Knox focuses on a traditional Tanka topic; love and separation from a loved one. In traditional Tanka anthologies this topic is treated extensively. But in traditional Tanka this is almost always about human affection and humans parting from each other or otherwise being separated (due to official duties, due to love of another, or due to death). Knox sees this topic in nature and thereby contributes a different perspective, or rather broadens our perspective on the pain that separation can bring.
Here’s a second Tanka from the poet Yeshaya Rotbard:
A stillness so still,
No blade, leaf, to twitch or lift,
Just a cricket’s trill,
Not enough to move the air,
But enough to stop and stare.
(“The Calligraphy of Clouds” by Yeshaya Rotbard, page 104)

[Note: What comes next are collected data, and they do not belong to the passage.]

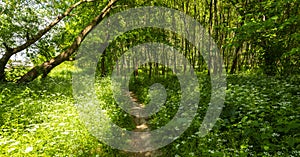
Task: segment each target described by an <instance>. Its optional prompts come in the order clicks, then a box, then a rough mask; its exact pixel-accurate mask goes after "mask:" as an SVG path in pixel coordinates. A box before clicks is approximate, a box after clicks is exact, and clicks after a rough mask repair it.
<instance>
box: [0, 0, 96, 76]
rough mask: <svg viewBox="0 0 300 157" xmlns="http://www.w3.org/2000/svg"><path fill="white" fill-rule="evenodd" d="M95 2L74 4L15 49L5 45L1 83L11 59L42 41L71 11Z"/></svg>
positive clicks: (3, 43) (0, 72)
mask: <svg viewBox="0 0 300 157" xmlns="http://www.w3.org/2000/svg"><path fill="white" fill-rule="evenodd" d="M93 1H94V0H81V1H79V2H77V3H75V4H73V5H72V6H71V7H69V8H68V9H67V10H66V11H65V12H64V13H63V14H61V15H59V16H57V17H56V19H55V20H54V21H52V22H51V23H50V24H49V25H48V26H47V27H45V28H44V29H42V30H40V31H39V32H38V33H37V34H36V35H33V36H32V37H31V38H27V41H26V42H25V43H24V44H22V45H20V46H18V47H15V48H10V47H9V46H8V45H6V43H3V45H4V46H5V48H6V52H5V54H4V55H3V57H2V58H1V59H0V81H5V73H4V69H5V65H6V64H7V62H8V60H9V59H10V57H11V56H12V55H14V54H16V53H18V52H21V51H23V50H25V49H26V48H28V47H29V46H31V45H32V44H34V43H35V42H36V41H38V40H39V39H41V38H42V37H43V36H44V35H45V34H46V33H47V32H49V31H50V30H51V29H52V28H53V27H54V26H55V25H57V24H58V23H59V22H60V21H61V20H62V19H63V18H64V17H66V16H68V15H69V14H70V13H71V11H72V10H73V9H74V8H76V7H77V6H79V5H81V4H82V3H85V2H93Z"/></svg>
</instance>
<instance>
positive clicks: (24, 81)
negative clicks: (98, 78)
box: [18, 0, 117, 83]
mask: <svg viewBox="0 0 300 157" xmlns="http://www.w3.org/2000/svg"><path fill="white" fill-rule="evenodd" d="M115 2H117V0H111V1H110V2H109V3H108V4H107V5H106V7H105V8H104V9H103V10H102V11H101V13H100V14H99V15H98V16H97V17H95V18H94V19H93V21H92V22H91V23H90V24H89V25H87V26H86V27H85V28H84V29H83V30H82V31H81V32H80V34H79V35H78V36H77V37H76V39H75V41H74V42H73V44H72V45H71V46H70V47H69V48H68V49H67V50H66V51H64V52H62V53H61V54H59V55H58V56H56V57H55V58H52V59H51V60H49V61H46V62H44V63H43V64H41V65H38V66H35V67H34V68H32V69H31V70H30V71H29V72H27V73H26V74H25V75H23V76H22V77H21V79H19V80H18V83H22V82H30V81H33V80H34V79H36V78H37V77H38V76H40V75H42V74H43V77H45V76H47V74H48V73H49V72H50V71H51V70H52V69H53V68H55V67H56V66H57V65H59V64H61V63H63V62H64V61H67V60H69V57H70V56H71V55H72V54H74V52H75V51H76V50H77V49H78V47H79V46H80V44H81V43H82V42H83V40H84V38H85V37H86V36H87V35H88V33H89V32H90V31H91V30H92V29H93V28H94V27H96V26H97V24H98V23H99V22H101V21H102V20H103V19H104V17H105V16H106V15H107V14H108V12H109V11H110V9H111V7H112V5H113V4H114V3H115Z"/></svg>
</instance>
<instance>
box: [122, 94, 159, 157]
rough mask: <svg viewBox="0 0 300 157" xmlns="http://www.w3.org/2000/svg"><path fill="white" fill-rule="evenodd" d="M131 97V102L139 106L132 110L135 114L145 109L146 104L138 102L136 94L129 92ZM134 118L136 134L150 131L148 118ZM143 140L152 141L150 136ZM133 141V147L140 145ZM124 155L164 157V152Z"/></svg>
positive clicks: (135, 156) (133, 153) (143, 152)
mask: <svg viewBox="0 0 300 157" xmlns="http://www.w3.org/2000/svg"><path fill="white" fill-rule="evenodd" d="M129 95H130V98H131V101H133V102H136V103H137V104H139V106H138V107H135V108H132V111H133V112H135V111H136V112H138V111H139V109H141V108H143V107H145V106H144V104H142V103H140V102H139V101H138V99H137V97H136V96H135V95H134V93H132V92H129ZM132 117H133V120H134V123H135V126H136V128H135V129H134V130H133V131H135V132H144V131H150V128H149V124H148V119H147V118H139V117H136V116H132ZM143 138H149V141H150V140H151V139H150V138H151V137H150V136H149V137H143ZM132 141H133V142H132V144H133V145H135V144H138V141H136V142H135V141H134V140H132ZM124 153H125V154H126V156H129V157H158V156H163V154H162V152H161V151H159V150H154V151H149V152H140V153H133V152H124Z"/></svg>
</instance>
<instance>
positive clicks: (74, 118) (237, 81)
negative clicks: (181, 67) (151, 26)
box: [0, 69, 300, 156]
mask: <svg viewBox="0 0 300 157" xmlns="http://www.w3.org/2000/svg"><path fill="white" fill-rule="evenodd" d="M198 77H199V78H202V79H200V80H202V81H199V82H201V84H202V85H201V87H202V89H201V100H202V101H201V103H200V104H201V105H200V106H202V107H201V108H199V109H198V115H197V117H196V118H195V119H194V121H193V123H192V125H191V127H189V128H188V130H187V131H186V132H185V133H184V134H183V135H182V136H180V138H178V139H177V140H175V141H174V142H173V143H171V144H170V145H168V146H166V147H164V148H162V151H163V152H164V155H165V156H223V155H225V156H235V155H237V156H288V155H292V156H298V155H299V146H300V145H299V142H300V141H299V124H300V123H299V114H298V113H299V109H300V108H299V104H300V97H299V95H300V91H299V89H300V84H299V82H300V81H299V80H300V77H299V76H293V77H288V78H283V77H265V76H259V77H258V76H253V75H252V76H251V75H229V76H228V84H227V87H228V89H227V94H226V101H225V108H224V109H223V111H222V114H221V116H220V118H219V120H218V122H217V124H216V125H215V126H214V128H213V130H212V131H211V132H210V133H209V134H208V135H207V136H205V137H199V136H198V135H197V132H198V129H199V126H200V125H201V120H202V118H203V115H204V114H205V111H206V107H207V103H208V102H209V98H210V93H209V92H208V91H209V89H208V88H209V84H210V81H209V78H208V77H207V76H206V75H203V74H199V75H198ZM170 79H172V80H174V81H172V83H170V81H164V80H170ZM131 80H132V82H131V90H132V91H133V92H135V93H137V94H136V95H137V97H138V98H139V100H140V101H145V103H147V101H149V100H148V99H149V98H148V96H147V95H148V88H149V85H151V84H152V83H154V82H158V83H162V84H164V85H165V86H166V87H167V89H168V90H167V91H168V99H167V102H166V103H165V105H164V107H162V108H161V110H160V111H159V112H158V113H156V114H155V115H153V116H152V117H151V118H150V122H151V128H152V129H156V128H159V127H160V126H163V125H164V124H166V123H167V122H168V121H169V120H170V118H172V115H174V112H176V108H177V107H178V101H179V100H180V92H178V91H179V90H180V89H179V88H178V87H177V86H178V84H176V83H174V82H176V77H174V76H172V75H170V76H168V77H167V78H163V77H161V78H160V79H158V78H156V79H152V80H148V77H147V75H146V76H145V77H143V74H142V72H141V73H140V75H139V77H137V78H136V79H131ZM133 80H135V81H133ZM97 82H98V85H97V87H98V88H97V90H99V91H98V92H99V94H98V96H99V100H101V101H103V102H105V103H104V104H105V105H106V106H103V107H104V108H105V107H107V108H106V110H107V112H108V113H109V115H110V116H111V118H112V119H113V120H114V122H116V123H117V124H118V125H120V126H122V127H124V128H127V129H128V130H130V129H132V127H134V126H133V125H134V124H133V121H132V119H131V117H130V116H129V115H128V114H126V113H124V111H122V110H121V109H120V108H118V106H117V104H116V103H115V101H114V100H113V99H112V97H113V96H112V92H111V89H110V88H108V87H109V85H110V79H109V78H102V79H101V80H100V81H97ZM1 89H2V90H1V101H0V102H1V110H0V111H1V121H0V122H1V134H0V135H1V136H0V137H1V138H0V145H1V154H2V155H4V156H24V155H26V156H28V155H30V156H35V155H45V156H69V155H74V156H90V155H92V156H97V155H98V156H116V155H117V156H125V155H124V154H122V153H120V152H119V151H117V150H114V149H112V148H110V147H109V146H107V145H105V144H103V143H101V142H99V141H98V140H97V139H96V138H94V137H93V136H92V135H91V134H90V133H89V132H88V131H87V130H86V129H85V127H84V125H83V123H82V122H81V121H80V120H79V117H78V112H77V111H76V107H75V105H74V100H73V97H72V89H71V73H70V71H69V72H68V71H65V69H63V70H61V69H58V70H56V71H55V72H53V74H51V75H50V77H48V78H46V79H44V80H36V81H34V82H31V83H29V84H24V85H19V84H15V83H8V84H7V83H5V84H1ZM100 91H101V92H100ZM178 93H179V94H178Z"/></svg>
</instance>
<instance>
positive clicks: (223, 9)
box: [0, 0, 300, 82]
mask: <svg viewBox="0 0 300 157" xmlns="http://www.w3.org/2000/svg"><path fill="white" fill-rule="evenodd" d="M115 2H116V0H110V1H109V2H102V1H98V0H79V1H75V0H72V1H65V2H61V1H56V0H53V1H52V2H46V1H31V2H30V4H28V3H27V1H23V0H21V1H14V0H13V1H5V3H4V5H3V4H2V3H1V4H2V6H1V8H0V13H1V14H0V18H1V21H0V24H1V25H0V28H1V30H0V42H1V46H0V54H1V55H0V56H1V59H0V80H5V70H4V69H5V65H6V64H7V62H8V60H9V59H10V57H11V56H12V55H14V54H16V53H20V52H24V50H26V54H27V55H28V56H29V57H31V58H32V59H33V60H37V61H36V62H35V63H36V65H35V67H34V68H33V69H31V70H30V71H29V72H28V73H27V74H25V75H24V76H23V77H22V78H21V79H20V80H19V82H27V81H32V80H34V79H35V78H36V77H38V76H39V75H42V74H43V75H44V77H45V76H47V74H48V73H49V72H50V71H51V69H53V68H54V67H55V66H57V65H59V64H60V63H62V62H64V61H66V60H69V58H70V57H73V56H74V54H75V53H76V50H77V48H78V46H79V45H80V43H81V42H82V41H83V40H84V37H85V36H86V35H87V34H88V32H89V31H90V30H91V29H88V28H90V27H95V26H96V24H97V23H99V22H100V21H101V20H102V19H103V18H104V17H105V15H107V13H108V12H109V10H110V9H111V8H112V6H113V4H115ZM145 5H147V6H149V5H156V6H165V7H170V8H174V9H177V10H180V11H183V12H185V13H186V14H188V15H190V16H191V17H193V18H195V19H196V20H198V21H199V22H200V23H201V24H202V25H203V26H204V28H205V29H206V31H207V32H209V33H210V35H211V36H212V38H213V39H214V40H215V42H216V43H217V45H218V47H219V49H220V53H221V54H220V55H221V56H222V57H223V60H224V64H225V68H226V71H227V72H228V73H238V72H245V71H248V72H260V71H261V72H262V73H264V74H266V75H276V74H286V75H288V74H295V73H299V71H300V69H299V67H300V63H299V60H300V52H299V50H300V48H299V40H300V37H299V36H300V32H299V29H298V28H299V26H300V24H299V19H300V17H299V16H300V12H299V7H300V6H299V1H297V0H288V1H287V0H265V1H261V0H192V1H185V0H172V1H170V0H155V1H147V0H134V1H130V2H129V1H124V0H119V1H118V5H117V6H116V9H115V10H114V11H120V10H124V9H126V8H130V7H135V6H145ZM21 6H25V7H21ZM99 8H104V9H103V10H102V12H100V10H99ZM57 15H58V16H57ZM100 17H101V18H100ZM170 18H172V17H170ZM49 19H54V20H53V21H52V22H42V21H45V20H46V21H49ZM172 20H175V21H176V19H174V18H173V19H172ZM116 40H118V42H113V43H112V45H111V46H109V47H108V48H107V50H105V54H103V55H102V56H101V59H100V61H99V63H101V66H100V65H99V67H100V69H101V73H102V75H106V74H107V73H110V72H111V69H112V67H113V66H114V65H115V64H117V60H118V57H119V56H120V55H121V54H122V53H124V52H125V51H126V50H127V49H128V48H129V47H132V46H134V45H136V44H137V43H143V42H149V41H157V42H164V43H166V44H169V45H172V46H174V47H176V48H178V49H180V50H182V52H183V53H184V55H185V56H186V57H187V58H188V59H189V61H190V63H191V65H192V66H193V67H194V68H195V69H197V70H199V71H207V72H208V73H209V70H208V69H210V67H211V66H213V65H211V63H212V61H210V60H209V62H208V64H207V65H206V63H205V62H204V60H203V58H201V57H200V58H195V56H197V55H196V54H197V53H199V51H198V50H196V48H195V47H194V46H193V45H191V44H190V43H189V42H188V41H187V40H185V39H183V38H181V37H180V36H178V35H176V34H174V33H172V32H169V31H167V30H160V29H148V28H146V29H144V30H135V31H131V32H129V33H126V34H125V35H123V36H122V37H120V38H118V39H116ZM112 51H113V53H112ZM166 61H167V62H170V61H173V62H176V59H175V60H174V59H168V57H167V56H166ZM131 64H134V63H131ZM120 66H121V65H120ZM174 66H176V63H175V65H174ZM143 68H144V69H146V70H147V71H148V72H149V76H151V75H154V74H158V72H155V70H157V69H159V65H158V64H152V63H149V64H146V65H143ZM161 70H162V73H163V74H166V73H165V72H166V70H167V69H165V67H162V69H161Z"/></svg>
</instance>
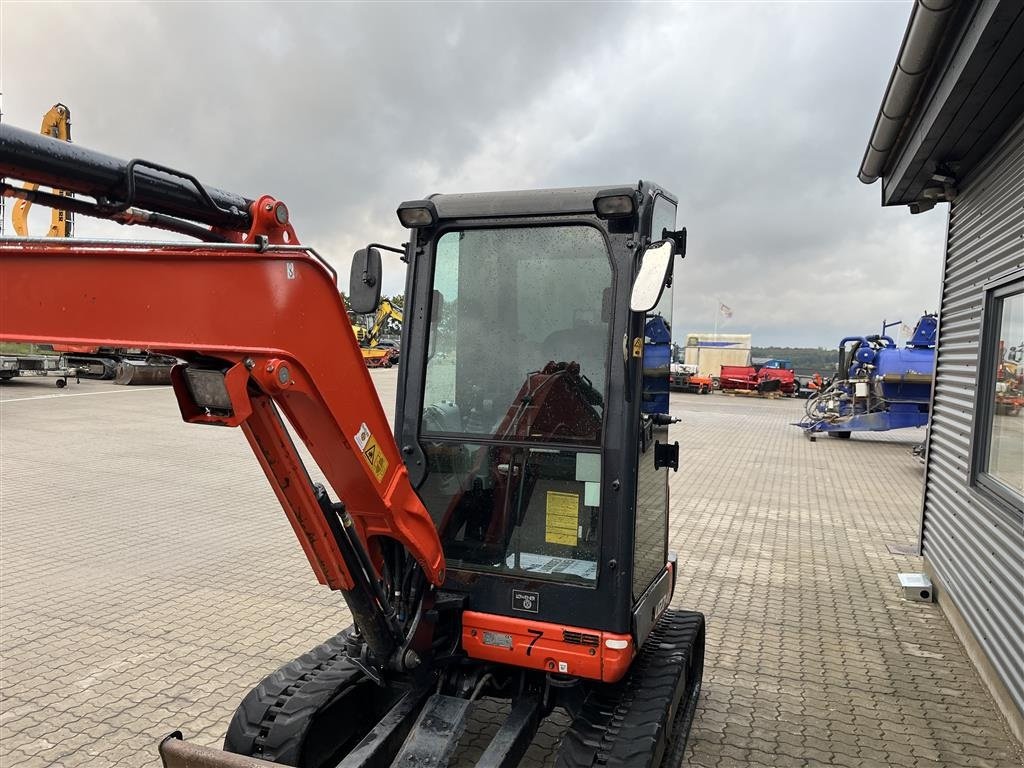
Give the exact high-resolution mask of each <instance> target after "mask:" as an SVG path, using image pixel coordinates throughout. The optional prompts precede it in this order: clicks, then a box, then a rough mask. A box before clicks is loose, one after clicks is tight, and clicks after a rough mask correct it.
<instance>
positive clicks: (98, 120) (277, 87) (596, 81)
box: [0, 0, 945, 346]
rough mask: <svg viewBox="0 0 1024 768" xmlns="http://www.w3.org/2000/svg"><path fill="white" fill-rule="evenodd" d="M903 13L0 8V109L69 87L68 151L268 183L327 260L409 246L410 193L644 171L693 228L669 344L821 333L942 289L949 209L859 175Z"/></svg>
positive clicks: (589, 182)
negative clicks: (108, 154) (402, 216)
mask: <svg viewBox="0 0 1024 768" xmlns="http://www.w3.org/2000/svg"><path fill="white" fill-rule="evenodd" d="M909 12H910V4H909V2H907V1H898V2H866V1H865V2H848V3H842V2H822V3H811V2H802V3H796V2H794V3H784V2H764V3H754V2H745V3H740V2H735V3H729V2H718V3H711V2H705V3H683V4H667V3H666V4H663V3H646V4H627V3H602V4H585V3H543V4H542V3H530V4H527V3H483V2H481V3H426V2H421V3H373V4H371V3H346V4H340V3H339V4H329V3H316V4H298V3H287V4H286V3H262V4H261V3H220V4H218V3H214V2H206V3H183V2H179V3H146V4H127V3H86V2H75V3H14V2H10V0H7V1H6V2H3V3H0V23H2V28H0V45H2V50H0V78H2V89H3V112H4V120H5V121H7V122H10V123H12V124H15V125H18V126H22V127H27V128H36V127H38V124H39V120H40V117H41V116H42V114H43V113H44V112H45V111H46V110H47V109H48V108H49V106H50V105H51V104H52V103H53V102H55V101H63V102H65V103H67V104H68V105H69V106H70V108H71V109H72V114H73V124H74V130H73V133H74V138H75V140H76V141H77V142H79V143H82V144H84V145H87V146H91V147H94V148H97V150H101V151H103V152H106V153H109V154H112V155H116V156H119V157H123V158H131V157H144V158H146V159H148V160H154V161H157V162H161V163H164V164H167V165H171V166H175V167H179V168H182V169H184V170H188V171H191V172H194V173H195V174H196V175H198V176H199V177H200V178H202V179H203V180H205V181H207V182H208V183H211V184H213V185H215V186H220V187H223V188H226V189H231V190H233V191H239V193H242V194H244V195H247V196H249V197H255V196H258V195H260V194H270V195H273V196H275V197H278V198H280V199H281V200H284V201H285V202H287V203H288V204H289V207H290V208H291V210H292V216H293V223H294V224H295V227H296V229H297V231H298V233H299V237H300V238H301V239H302V241H303V242H305V243H307V244H310V245H313V246H315V247H316V248H317V249H318V250H321V251H322V252H323V253H325V254H327V255H328V256H329V257H330V258H331V259H332V260H333V261H334V262H335V263H336V264H337V265H338V266H339V267H341V268H342V269H341V271H343V272H345V271H347V268H346V266H347V262H348V258H349V256H350V254H351V252H352V251H353V250H354V249H356V248H358V247H359V246H360V245H365V244H366V243H367V242H370V241H378V242H392V243H399V242H401V240H402V236H403V232H402V230H401V229H400V228H399V226H398V224H397V221H396V219H395V216H394V209H395V206H396V205H397V204H398V203H399V202H401V201H402V200H408V199H415V198H421V197H424V196H425V195H427V194H429V193H432V191H471V190H487V189H504V188H528V187H541V186H568V185H575V184H602V183H607V184H616V183H621V182H633V181H635V180H636V179H638V178H641V177H645V178H651V179H654V180H657V181H659V182H660V183H662V184H664V185H666V186H667V187H669V188H670V189H672V190H673V191H675V193H676V194H677V195H678V196H679V198H680V209H679V210H680V215H679V223H681V224H685V225H686V226H687V227H688V229H689V255H688V256H687V258H686V261H685V262H683V265H682V269H681V270H680V271H679V272H677V274H678V282H677V300H676V323H675V324H674V325H675V329H676V333H677V336H681V335H682V334H683V333H685V332H689V331H700V330H710V329H711V328H712V326H713V324H714V319H715V315H716V311H717V308H718V305H719V301H721V302H724V303H725V304H727V305H728V306H730V307H732V309H733V316H732V318H731V319H724V318H723V319H722V322H721V323H720V325H719V330H720V331H722V332H732V333H741V332H751V333H753V334H754V336H755V344H765V345H767V344H787V345H805V344H810V345H819V344H820V345H822V346H831V345H834V344H835V343H836V342H838V340H839V338H840V337H842V336H845V335H847V334H849V333H853V332H858V333H861V332H869V331H873V330H874V329H876V328H878V327H879V324H880V323H881V321H882V318H883V317H888V318H890V319H900V318H902V319H904V321H907V322H912V321H913V318H915V317H916V315H918V314H919V313H920V312H921V311H922V310H924V309H935V307H936V304H937V299H938V291H939V278H940V263H941V255H942V250H941V249H942V241H943V234H944V228H945V209H944V207H939V208H937V209H936V210H934V211H932V212H930V213H927V214H923V215H921V216H910V215H909V214H908V213H907V212H906V210H905V209H883V208H882V207H881V206H880V203H879V200H880V190H879V186H878V185H874V186H864V185H862V184H861V183H860V182H859V181H857V178H856V172H857V168H858V165H859V162H860V159H861V155H862V153H863V150H864V145H865V143H866V141H867V137H868V133H869V131H870V128H871V125H872V122H873V119H874V115H876V113H877V111H878V106H879V102H880V100H881V97H882V93H883V90H884V88H885V84H886V82H887V80H888V77H889V73H890V71H891V69H892V65H893V61H894V59H895V56H896V52H897V49H898V47H899V43H900V40H901V38H902V35H903V30H904V28H905V25H906V20H907V17H908V15H909ZM44 218H45V214H40V215H39V217H37V218H34V219H33V221H34V222H38V223H36V227H35V228H36V231H38V230H39V228H40V226H43V228H45V226H44V225H43V224H42V221H43V220H44ZM104 226H105V227H109V226H111V225H110V224H99V223H95V222H91V221H88V220H86V219H85V218H84V217H79V219H78V222H77V227H78V228H77V231H78V233H79V234H83V236H84V234H95V233H106V232H109V231H110V230H109V229H104V228H103V227H104ZM116 231H117V233H118V234H119V236H121V237H144V234H145V232H144V231H143V230H139V229H127V228H121V227H118V228H117V230H116ZM401 266H402V265H401V264H400V262H398V261H397V258H395V259H393V260H388V261H387V262H386V269H387V272H388V273H387V276H386V282H385V291H386V292H388V293H394V292H398V291H400V290H401V287H402V285H403V276H402V272H401V269H400V267H401ZM342 287H343V288H344V287H345V286H342Z"/></svg>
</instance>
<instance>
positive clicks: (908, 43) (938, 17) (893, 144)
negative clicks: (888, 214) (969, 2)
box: [857, 0, 957, 184]
mask: <svg viewBox="0 0 1024 768" xmlns="http://www.w3.org/2000/svg"><path fill="white" fill-rule="evenodd" d="M956 3H957V0H916V2H915V3H914V4H913V10H911V11H910V20H909V22H908V23H907V26H906V34H904V35H903V44H902V45H901V46H900V50H899V54H898V55H897V57H896V66H895V67H893V74H892V76H890V78H889V85H888V86H887V87H886V93H885V96H883V98H882V106H881V108H880V109H879V116H878V117H877V118H876V119H874V129H873V130H872V131H871V138H870V140H869V141H868V142H867V148H866V150H865V151H864V159H863V160H862V161H861V163H860V173H858V174H857V178H859V179H860V180H861V181H862V182H863V183H865V184H871V183H874V182H876V181H877V180H878V179H879V178H880V177H881V176H882V174H883V173H884V172H885V170H886V166H887V165H888V163H889V156H890V154H891V153H892V151H893V148H894V147H895V146H896V141H897V140H898V139H899V137H900V135H901V134H902V132H903V128H904V126H905V125H906V122H907V120H908V118H909V117H910V113H911V111H912V109H913V105H914V103H915V102H916V101H918V96H919V95H920V94H921V89H922V87H923V86H924V84H925V80H926V76H927V75H928V71H929V69H930V68H931V66H932V62H933V60H934V59H935V52H936V50H937V49H938V47H939V41H940V40H941V39H942V33H943V32H945V29H946V25H947V24H948V22H949V18H950V17H951V16H952V15H953V7H954V6H955V5H956Z"/></svg>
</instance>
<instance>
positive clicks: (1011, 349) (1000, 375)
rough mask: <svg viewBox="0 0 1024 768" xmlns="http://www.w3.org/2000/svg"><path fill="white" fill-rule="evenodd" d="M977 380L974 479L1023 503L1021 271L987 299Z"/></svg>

Rotbard titles his Tanka which is unusual for Tanka poets. But it is consistent with western poetic tradition and it is, I think, a valid option. Notice that the title is a genuine title in the sense that it gives us added information; we wouldn’t know that this is a night scene by just reading the Tanka itself. In a way, one can think of a title for a Tanka as a sixth line of undetermined length.
Notice also how Rotbard incorporates rhyme into the Tanka form. Rhyme is not used in Japanese poetry. But it is a significant element of English language poetry and song and many of Rotbard’s Tanka incorporate rhyme. Rotbard’s use of rhyme give his Tanka the feel of a folk song. Notice how the closing couplet, with its parallel construction, and its regular rhythm, its 3 + 4 construction, has a musical, melodic, feeling to it.
I admire the simplicity of this Tanka. It is a simple nocturnal landscape, but is amazingly spare in details. Most of the information is negative; the leaves and grass are not moving. The one piece of positive information is the sound of the crickets, a kind of energized silence. I think all of us can enter into this Tanka because this experience of stillness is something is something all of us have experienced. By leaving out too much detail, Rotbard allows us all to enter into this Tanka. It draws us in as we finish the scene based on our own lives and experiences.
Tanka is still making its way in the west. It is a rich and rewarding form. Slowly, a body of syllabic Tanka is being built in the English language.